Book Review: The Paris Showroom

By Jami Denison

 “First they came for the Communists, and I did not speak out, for I was not a Communist…” Thus begins one of the most well-known laments after World War II, a poem that ends “… and then they came for me, and there was no one left to speak out.” 

Juliet Blackwell’s latest novel, The Paris Showroom, is about a lesser-known chapter of World War II—that Nazis ran prison camps right in the heart of Paris, hiding them from the citizens who lived there.  The book takes us into a France that’s divided among French loyalists, German collaborators, innocent victims, and those who tried to look away from it all.

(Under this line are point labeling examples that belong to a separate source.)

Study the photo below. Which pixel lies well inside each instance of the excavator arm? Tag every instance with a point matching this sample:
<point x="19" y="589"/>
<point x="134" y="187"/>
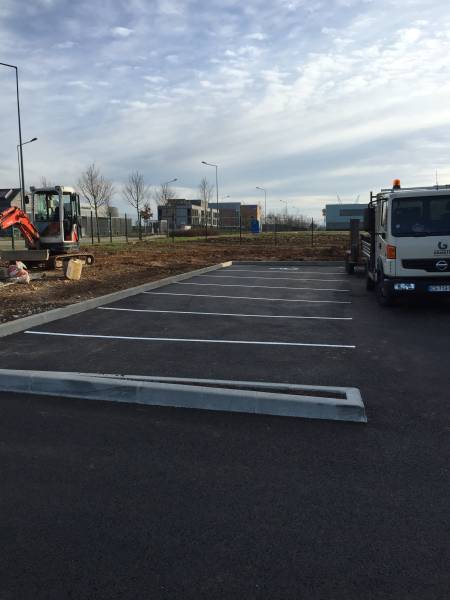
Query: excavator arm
<point x="15" y="216"/>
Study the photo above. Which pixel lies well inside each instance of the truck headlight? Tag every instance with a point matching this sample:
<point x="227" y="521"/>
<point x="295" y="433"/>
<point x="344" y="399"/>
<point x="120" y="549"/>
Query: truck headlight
<point x="404" y="287"/>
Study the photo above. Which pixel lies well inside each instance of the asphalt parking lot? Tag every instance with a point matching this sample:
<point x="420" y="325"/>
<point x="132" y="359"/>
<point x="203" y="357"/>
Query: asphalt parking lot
<point x="111" y="501"/>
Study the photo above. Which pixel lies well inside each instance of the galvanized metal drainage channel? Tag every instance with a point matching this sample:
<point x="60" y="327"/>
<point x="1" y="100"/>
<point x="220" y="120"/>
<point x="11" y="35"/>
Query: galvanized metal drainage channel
<point x="312" y="402"/>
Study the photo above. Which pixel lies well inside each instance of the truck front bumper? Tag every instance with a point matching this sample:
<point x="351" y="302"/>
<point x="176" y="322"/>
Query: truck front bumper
<point x="410" y="286"/>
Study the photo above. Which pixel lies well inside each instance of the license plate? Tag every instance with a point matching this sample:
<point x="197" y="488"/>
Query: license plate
<point x="439" y="288"/>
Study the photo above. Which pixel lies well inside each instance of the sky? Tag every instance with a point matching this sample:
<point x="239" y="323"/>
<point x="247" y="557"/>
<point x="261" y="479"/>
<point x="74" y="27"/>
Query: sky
<point x="306" y="98"/>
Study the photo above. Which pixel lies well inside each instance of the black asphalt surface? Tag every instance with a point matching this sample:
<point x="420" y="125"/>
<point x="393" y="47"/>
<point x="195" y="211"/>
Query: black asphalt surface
<point x="108" y="501"/>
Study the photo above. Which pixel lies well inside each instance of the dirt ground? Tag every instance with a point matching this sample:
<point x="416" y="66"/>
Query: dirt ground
<point x="120" y="266"/>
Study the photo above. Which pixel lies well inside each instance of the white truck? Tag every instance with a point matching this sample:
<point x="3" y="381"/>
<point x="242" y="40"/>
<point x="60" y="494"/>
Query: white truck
<point x="406" y="246"/>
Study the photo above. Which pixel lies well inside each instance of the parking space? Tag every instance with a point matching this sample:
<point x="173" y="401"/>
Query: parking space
<point x="303" y="325"/>
<point x="143" y="501"/>
<point x="252" y="323"/>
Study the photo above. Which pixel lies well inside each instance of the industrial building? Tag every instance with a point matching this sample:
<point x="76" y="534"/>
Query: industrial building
<point x="187" y="214"/>
<point x="338" y="216"/>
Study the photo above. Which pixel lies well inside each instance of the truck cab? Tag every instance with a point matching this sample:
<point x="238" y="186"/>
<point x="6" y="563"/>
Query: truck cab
<point x="409" y="232"/>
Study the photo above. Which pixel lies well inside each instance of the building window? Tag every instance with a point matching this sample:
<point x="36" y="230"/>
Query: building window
<point x="351" y="212"/>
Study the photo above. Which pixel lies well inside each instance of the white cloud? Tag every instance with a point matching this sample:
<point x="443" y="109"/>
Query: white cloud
<point x="121" y="31"/>
<point x="306" y="95"/>
<point x="257" y="36"/>
<point x="65" y="45"/>
<point x="79" y="83"/>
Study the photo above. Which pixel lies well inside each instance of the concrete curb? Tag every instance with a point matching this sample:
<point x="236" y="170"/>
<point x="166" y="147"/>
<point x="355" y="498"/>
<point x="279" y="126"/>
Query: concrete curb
<point x="246" y="397"/>
<point x="294" y="263"/>
<point x="74" y="309"/>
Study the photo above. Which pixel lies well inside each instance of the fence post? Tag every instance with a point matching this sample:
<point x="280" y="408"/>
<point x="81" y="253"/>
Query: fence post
<point x="92" y="228"/>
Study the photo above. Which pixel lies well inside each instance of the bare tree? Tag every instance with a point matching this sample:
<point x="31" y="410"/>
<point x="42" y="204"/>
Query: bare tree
<point x="163" y="194"/>
<point x="45" y="182"/>
<point x="146" y="213"/>
<point x="205" y="189"/>
<point x="96" y="190"/>
<point x="136" y="193"/>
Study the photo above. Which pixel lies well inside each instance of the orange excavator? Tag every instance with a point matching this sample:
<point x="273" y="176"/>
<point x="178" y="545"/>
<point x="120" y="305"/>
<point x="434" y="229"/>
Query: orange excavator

Capucine Benoit and her father Bruno run a fan-making business in the heart of Paris, working with top designers to dress the rich women of the city. A widow, Capucine is estranged from her daughter Mathilde, who lives in the suburbs with her wealthy conservative grandparents. But German occupation has hit the Benoits’ business hard, and when Bruno is outed as a communist, they’re both arrested. Bruno is sent out of the country, but Capucine’s design knowledge gets her sent to a little-known prison camp within the Lévitan department store. There, along with Jewish people married to Aryans and others with special artistic skills, Capucine sorts through confiscated furniture, art, rugs, dishes, and other luxurious items so that high-ranking German soldiers can furnish the apartments where they live with their French mistresses. This job brings her in touch with myriad people who populate Paris during the war: The French guards and drivers keeping the prisoners in line. The German soldiers whom they report to. The French girlfriends. And, of course, the other prisoners.

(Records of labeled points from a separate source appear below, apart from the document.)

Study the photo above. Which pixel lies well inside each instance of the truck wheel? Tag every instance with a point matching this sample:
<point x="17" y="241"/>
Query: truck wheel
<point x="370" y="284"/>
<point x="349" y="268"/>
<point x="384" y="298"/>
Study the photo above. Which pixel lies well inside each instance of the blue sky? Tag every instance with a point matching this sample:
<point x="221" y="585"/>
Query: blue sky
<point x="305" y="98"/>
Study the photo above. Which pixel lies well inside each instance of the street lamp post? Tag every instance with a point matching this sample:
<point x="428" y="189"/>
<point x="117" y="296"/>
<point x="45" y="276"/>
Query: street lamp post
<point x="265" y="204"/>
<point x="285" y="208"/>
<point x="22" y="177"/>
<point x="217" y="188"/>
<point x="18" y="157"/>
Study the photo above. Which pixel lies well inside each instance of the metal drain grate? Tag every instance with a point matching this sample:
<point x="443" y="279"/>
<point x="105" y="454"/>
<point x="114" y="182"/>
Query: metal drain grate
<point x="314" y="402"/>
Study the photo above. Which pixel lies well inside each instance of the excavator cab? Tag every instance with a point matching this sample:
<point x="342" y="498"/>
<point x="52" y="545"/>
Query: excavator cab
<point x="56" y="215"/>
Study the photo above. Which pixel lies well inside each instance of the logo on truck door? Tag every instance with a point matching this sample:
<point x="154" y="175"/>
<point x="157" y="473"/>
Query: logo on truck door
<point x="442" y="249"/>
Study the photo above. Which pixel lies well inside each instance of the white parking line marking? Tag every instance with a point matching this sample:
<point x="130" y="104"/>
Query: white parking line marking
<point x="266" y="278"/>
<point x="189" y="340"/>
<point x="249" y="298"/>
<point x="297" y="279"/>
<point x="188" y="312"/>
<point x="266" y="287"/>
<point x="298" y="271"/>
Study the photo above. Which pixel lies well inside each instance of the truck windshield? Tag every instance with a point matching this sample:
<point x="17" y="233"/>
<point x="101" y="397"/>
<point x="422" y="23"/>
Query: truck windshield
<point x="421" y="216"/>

Meanwhile, Mathilde is twenty-one and hasn’t talked to her mother in years. According to her grandparents, her mother is a wild woman who had behaved shamefully, hanging out in jazz clubs all night and dating inappropriate men. Seeming younger than her years, Mathilde finally begins to grow up when she discovers her childhood best friend is working for the French Resistance. As Mathilde starts to question everything her grandparents have told her, she longs to reconnect with her mother.

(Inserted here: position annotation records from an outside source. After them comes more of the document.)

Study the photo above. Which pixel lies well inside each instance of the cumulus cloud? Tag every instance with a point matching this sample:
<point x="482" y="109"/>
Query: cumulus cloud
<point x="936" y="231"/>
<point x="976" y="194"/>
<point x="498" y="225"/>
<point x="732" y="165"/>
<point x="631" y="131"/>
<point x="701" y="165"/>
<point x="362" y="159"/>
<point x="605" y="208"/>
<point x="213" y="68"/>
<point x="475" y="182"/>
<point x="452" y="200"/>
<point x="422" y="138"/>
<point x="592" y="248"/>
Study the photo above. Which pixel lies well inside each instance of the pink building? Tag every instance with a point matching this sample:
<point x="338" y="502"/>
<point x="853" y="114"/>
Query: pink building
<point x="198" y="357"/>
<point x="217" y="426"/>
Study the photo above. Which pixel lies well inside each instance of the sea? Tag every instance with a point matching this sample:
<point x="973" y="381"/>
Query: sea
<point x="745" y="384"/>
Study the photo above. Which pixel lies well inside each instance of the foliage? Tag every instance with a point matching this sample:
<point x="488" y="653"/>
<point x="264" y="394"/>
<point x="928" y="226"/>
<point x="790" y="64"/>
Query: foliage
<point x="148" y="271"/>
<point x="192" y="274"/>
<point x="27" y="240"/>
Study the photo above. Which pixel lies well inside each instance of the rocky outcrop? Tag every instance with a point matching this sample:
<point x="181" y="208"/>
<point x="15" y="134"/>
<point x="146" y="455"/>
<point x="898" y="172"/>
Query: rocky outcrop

The Paris Showroom features characters I hadn’t seen in other World War II fiction I’ve read. Capucine, who lived her life as a bit of a hedonist before the war, was so ignorant of the people around her that she had to ask her fellow prisoners to explain Passover. Both Capucine and Mathilde have friends who become involved with Nazis. And others, while not collaborators, make compromises every day to ensure their own survival. 

The most extraordinary heroes of the war are off-screen in this book. And for me, that made The Paris Showroom almost more accessible than other books of the period. Capucine and Mathilde are not breathtakingly brave. They did not speak out when the Germans first came; they are frightened by the smallest of rebellious acts. And yet they do act, and it’s those small acts that add up to the big victories. While Capucine does what she needs to do to survive, Mathilde’s character arc is particularly gratifying. 

The narrative encompasses the end of the war, and the scenes where French resistance fighters chased German occupiers out of Paris were extremely rewarding. (Although Blackwell breaks out of the close point-of-view she’d used throughout the book to give a wider lens to these events, losing some emotion in the process). With similar scenes happening today in Ukraine, one can hope that the world has learned some lessons from World War II. They came for the Ukrainians, and everyone spoke out. 

Thanks to Berkley for the book in exchange for an honest review.